Protest in Hong Kong over China move to pass security law

International

Protesters gesture with five fingers, signifying the “Five demands – not one less” in a shopping mall during a protest against China’s national security legislation for the city, in Hong Kong, Friday, May 29, 2020. The British government says t it will grant hundreds of thousands of Hong Kong residents greater visa rights if China doesn’t scrap a planned new security law for the semi-autonomous territory. U.K. Foreign Secretary Dominic Raab said about 300,000 people in Hong Kong who hold British National (Overseas) passports will be able to stay in Britain for 12 months rather than the current six. (AP Photo/Kin Cheung)

HONG KONG (AP) — Dozens of people joined a protest in a mall in Hong Kong on Friday following a vote by China’s ceremonial parliament to approve legislation that could severely restrict opposition political activity and civic activity in the Asian financial center.

The protesters chanted slogans in the main atrium of the mall in the high-end Central district, some draping banners over the balconies with slogans such as “Independence for Hong Kong.”

Police waited in vans parked prominently outside the mall but did not attempt to break up the gathering.
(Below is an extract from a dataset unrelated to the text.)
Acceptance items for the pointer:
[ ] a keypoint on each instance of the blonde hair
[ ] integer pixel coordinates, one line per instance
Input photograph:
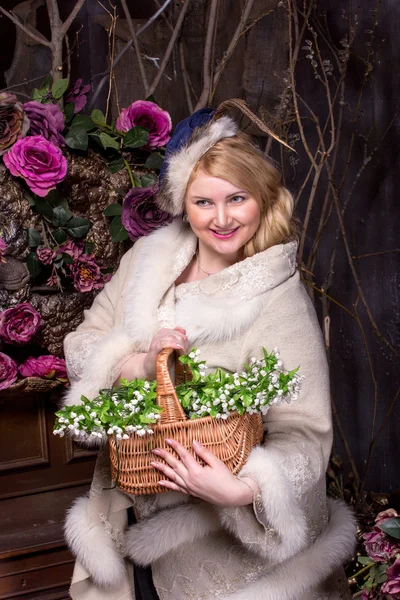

Hundreds of people have been arrested during recent demonstrations that seek to revive the momentum of protests that shut down large parts of the city during the second half of last year.

China’s National People’s Congress on Thursday voted to approve the bill that will now be sent to its standing committee for final approval. Details of the final version of the law aren’t known, but China says it will prohibit separatist activities and actions that might threaten the Communist Party’s monopoly on political power in mainland China.

Beijing and its supporters in Hong Kong are defending the legislative move against criticism from foreign countries, including the U.S., which has threatened to revoke special trade privileges granted to the former British colony when it was handed over to China in 1997 under a “one country, two systems” framework in which it was guaranteed its own political, legal, social and legal institutions for 50 years.